Esio Trot - all right, so maybe not, but there was a student living above a middle-aged woman in a shop, and right under her window she kept a turtle in a tank. The student bought a bunch of turtles, each slightly larger than the other, then each day took a hook, pulled out the turtle in the tank, and replaced it with a bigger one. And then he reversed it and started putting smaller ones.

Have you ever heard about Charles Ponzi? You should have. He told people that if they gave him money, he would give them twice that back. People were, of course, flocking to do this after the first few people got twice their money back. But it was soon figured out that he only gave them the money back because he had an ever-lasting line of people willing to give him large amounts of money. When this happened, people stopped and this caused Ponzi's whole scheme to go wrong and he spent five years in jail. This type of hoax has since then been known as the Ponzi hoax.
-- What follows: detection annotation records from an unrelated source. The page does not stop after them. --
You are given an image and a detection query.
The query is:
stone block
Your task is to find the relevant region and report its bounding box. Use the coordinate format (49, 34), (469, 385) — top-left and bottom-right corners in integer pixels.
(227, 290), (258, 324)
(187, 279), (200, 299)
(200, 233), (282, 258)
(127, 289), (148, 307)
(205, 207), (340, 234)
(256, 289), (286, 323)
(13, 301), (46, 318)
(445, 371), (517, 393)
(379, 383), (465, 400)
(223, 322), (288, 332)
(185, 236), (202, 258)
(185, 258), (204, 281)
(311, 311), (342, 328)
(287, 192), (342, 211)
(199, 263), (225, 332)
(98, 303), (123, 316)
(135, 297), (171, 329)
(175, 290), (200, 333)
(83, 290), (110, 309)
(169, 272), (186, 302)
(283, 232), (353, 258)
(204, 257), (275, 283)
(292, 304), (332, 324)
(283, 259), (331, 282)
You also get to read about the Cottingley Fairies; two cousins cut out drawings of fairies from a book, placed them with hat pins, and then took pictures of them and told the world that faeries were real.

So all in all, this book has many funny and facinating hoaxes and is well worth getting and reading.

Rating: 5 stars
Summary: You'll be surprised by what you don't know
Review: So are you one of those many people, like I was, who believed the old rumor about subliminal advertising? You know, the one where a group of researchers added a few clever lines like "Hungry? Candy and Popcorn at the Concession" to be flashed during a movie so quickly the conscious mind missed it but the subconscious caught it and the concession stand sold 50% more candy and popcorn. I believed it quite completely for many years, until Alex Boese, our esteemed curator for this Museum of Hoaxes, informed me it was complete hooey. Turns out a researcher did indeed claim to do this and it caused quite a stir 40 years ago, but when scientific colleagues pressed him to reproduce this effect in a more controlled setting, he could not. And, to this day, the receipt of subliminal messages remains unproven.

Interesting stuff, isn't it? You'll be surprised at all the things you thought you knew. Its well written and a page turner, in fact, I tore through this book in less than a day, I simply could not put it down, much to the annoyance of my pretty wife.